I’ve followed the guide here: [url=https://www.whonix.org/wiki/KVM#KVM_Shared_Folders]Whonix ™ for KVM for creating a shared folder for file transferring. It worked flawlessly. After mounting the folder in Whonix, I can access the files inside and transfer it. However, I have Apparmor installed on the host and can’t add files to the folder from Whonix, even in root.
There could be many things at play here causing the block. Do you logs show it is an apparmor issue or something else. You first need to create exceptions to the folder you want to share on the host.
[quote=“troubadour, post:3, topic:656”]@hulahoop
After following the instructions in Whonix ™ for KVM, I cannot start Whonix-Gateway from Virtual Machine Manager.
The error:
“Error starting domain:
Requested operation is not valid:
network ‘default’ is not active”.[/quote]
For that please create a separate thread in KVM sub forum.
I don’t know if it’s Apparmor causing the problem. I read on the KVM shared folder instructions that I may need to make an exception to Apparmor to allow guest write to the mounted folder. That’s why I thought it was an Apparmor issue.
There is no Apparmor output with the command you asked. See below.
In Whonix, I open dolphin in root and when I try to move a file into /mnt/share (the shared folder), I get a “access denied” prompt. Could the bold part be the issue? There is only read access to /mnt/share. This is on the host at /etc/apparmor.d/libvirt. If so, how to fix it?
DO NOT EDIT THIS FILE DIRECTLY. IT IS MANAGED BY LIBVIRT.
@troubadour
Are you using Debian?

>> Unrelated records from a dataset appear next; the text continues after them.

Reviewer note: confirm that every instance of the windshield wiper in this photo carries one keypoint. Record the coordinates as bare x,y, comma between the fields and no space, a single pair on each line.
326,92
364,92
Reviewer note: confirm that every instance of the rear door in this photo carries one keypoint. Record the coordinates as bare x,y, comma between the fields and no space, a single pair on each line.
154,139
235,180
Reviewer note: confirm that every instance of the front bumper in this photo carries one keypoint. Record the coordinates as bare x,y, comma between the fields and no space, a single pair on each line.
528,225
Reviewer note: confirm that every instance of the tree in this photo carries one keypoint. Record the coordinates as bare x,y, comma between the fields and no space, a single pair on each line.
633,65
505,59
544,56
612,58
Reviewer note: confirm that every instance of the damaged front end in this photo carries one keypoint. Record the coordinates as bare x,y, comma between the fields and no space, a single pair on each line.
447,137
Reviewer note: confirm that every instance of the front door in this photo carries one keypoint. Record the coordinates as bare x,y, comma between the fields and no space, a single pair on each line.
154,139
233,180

An identical complaint by another user said the same. Please enable the “default” NAT network from the Virtual Machine Manager settings and make sure its set to autostart with KVM. Tell me if it works.
I’m positive apparmor is blocking this - like it should. There might be other reasons but this is one of them for sure.

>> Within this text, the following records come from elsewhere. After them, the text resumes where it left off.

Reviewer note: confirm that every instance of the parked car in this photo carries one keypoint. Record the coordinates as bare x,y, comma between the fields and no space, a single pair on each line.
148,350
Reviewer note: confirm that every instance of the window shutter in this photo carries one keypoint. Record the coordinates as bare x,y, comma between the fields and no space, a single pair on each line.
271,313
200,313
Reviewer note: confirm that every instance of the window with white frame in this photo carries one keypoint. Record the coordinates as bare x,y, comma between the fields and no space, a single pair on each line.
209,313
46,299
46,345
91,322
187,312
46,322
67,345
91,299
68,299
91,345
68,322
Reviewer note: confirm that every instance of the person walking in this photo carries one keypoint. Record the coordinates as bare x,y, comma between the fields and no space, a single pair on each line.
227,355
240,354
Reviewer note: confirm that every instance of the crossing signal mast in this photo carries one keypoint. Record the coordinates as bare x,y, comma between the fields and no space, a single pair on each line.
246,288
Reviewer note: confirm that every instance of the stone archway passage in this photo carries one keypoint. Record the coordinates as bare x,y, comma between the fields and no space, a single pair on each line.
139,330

Please see if auditd is installed on your system. If not install it from the repos. Its apparmor’s preferred error reporting daemon.
For more information on what we need to do when its installed refer to this: http://wiki.apparmor.net/index.php/AppArmor_Failures#Messages_in_the_Log_files
but for now I want to make sure you have the right diagnostic tools in place.

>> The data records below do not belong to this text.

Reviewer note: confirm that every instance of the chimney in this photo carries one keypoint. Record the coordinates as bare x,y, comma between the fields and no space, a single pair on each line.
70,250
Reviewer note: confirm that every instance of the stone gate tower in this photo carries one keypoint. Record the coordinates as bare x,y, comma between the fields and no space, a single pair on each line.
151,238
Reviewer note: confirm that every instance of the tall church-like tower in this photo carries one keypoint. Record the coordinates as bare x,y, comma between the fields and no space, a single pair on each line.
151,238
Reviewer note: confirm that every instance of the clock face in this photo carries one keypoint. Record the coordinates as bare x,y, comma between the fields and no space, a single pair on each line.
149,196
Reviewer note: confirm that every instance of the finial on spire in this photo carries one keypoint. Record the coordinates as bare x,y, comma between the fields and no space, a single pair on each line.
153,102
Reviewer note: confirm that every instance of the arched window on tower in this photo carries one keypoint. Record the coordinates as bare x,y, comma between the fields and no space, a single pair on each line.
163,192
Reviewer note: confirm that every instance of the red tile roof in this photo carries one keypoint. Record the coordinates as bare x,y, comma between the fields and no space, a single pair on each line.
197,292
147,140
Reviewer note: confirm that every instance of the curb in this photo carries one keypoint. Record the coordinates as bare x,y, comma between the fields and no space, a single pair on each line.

[quote=“whonixfaithful, post:5, topic:656”]I don’t know if it’s Apparmor causing the problem. I read on the KVM shared folder instructions that I may need to make an exception to Apparmor to allow guest write to the mounted folder. That’s why I thought it was an Apparmor issue.
There is no Apparmor output with the command you asked. See below.[/quote]
That was expected. To try to ascertain that AppArmor is the cause of the problem, you could edit “etc/default/grub”.
Change the line
to
Reboot gateway / workstation. AppArmor should not be loaded in the kernel.
After installing auditd, I tried to write to the folder, got the denied prompt, ran the sudo grep -i denied /var/log/audit/audit.log command but nothing shows.
I did the edit for GRUB_CMDLINE_LINUX_DEFAULT=“”, updated grub then rebooted both the gateway and workstation and still can’t write to the /mnt/share folder. I get the same “access denied” prompt. I don’t have permission to do it.
sudo grep -i denied /var/log/audit/audit.log command doesn’t show anything.
sudo grep -i denied /var/log/syslog doesn’t show anything either.
sudo grep -i denied /var/log/kern.log show stuff unrelated to apparmor
I uninstalled apparmor (and profiles) all together and still can’t write to the folder. Logs for auditd and syslog doesn’t show anything and kern.log is unrelated to apparmor.
This is frustrating. I think I’m going to just stick to a website like wikisend.com and transfer files that way. Sad because I switched to KVM because of it.
I’ve found out how to fix it! I changed the ownership for shared to libvirt-qemu. The exact command I used was: sudo chown libvirt-qemu /mnt/shared. I can now write to it from Whonix.
Sorry I took the link down because it wasn’t working. Here is the correct one: [url=https://github.com/adrahon/vagrant-kvm/issues/167]https://github.com/adrahon/vagrant-kvm/issues/167[/url]. The guy explains why libvirt-qemu is needed.
I tried adding libvirt-qemu to my own account with that command but couldn’t, see below.
user@user-pc ~ $ sudo addgroup “$(whoami)” libvirt-qemu
addgroup: The group `libvirt-qemu’ does not exist.
@Patrick I was going to get to that but first he needs to add a permanent apparmor exception to that folder path (even if he can’t see errors atm). This excludes MAC conflicts further.
You will then need to chmod the folder - this step is only needed once and run chown on it every time you transfer something new from guest to host.
Please make sure your shared folder is configured as mapped only before proceeding.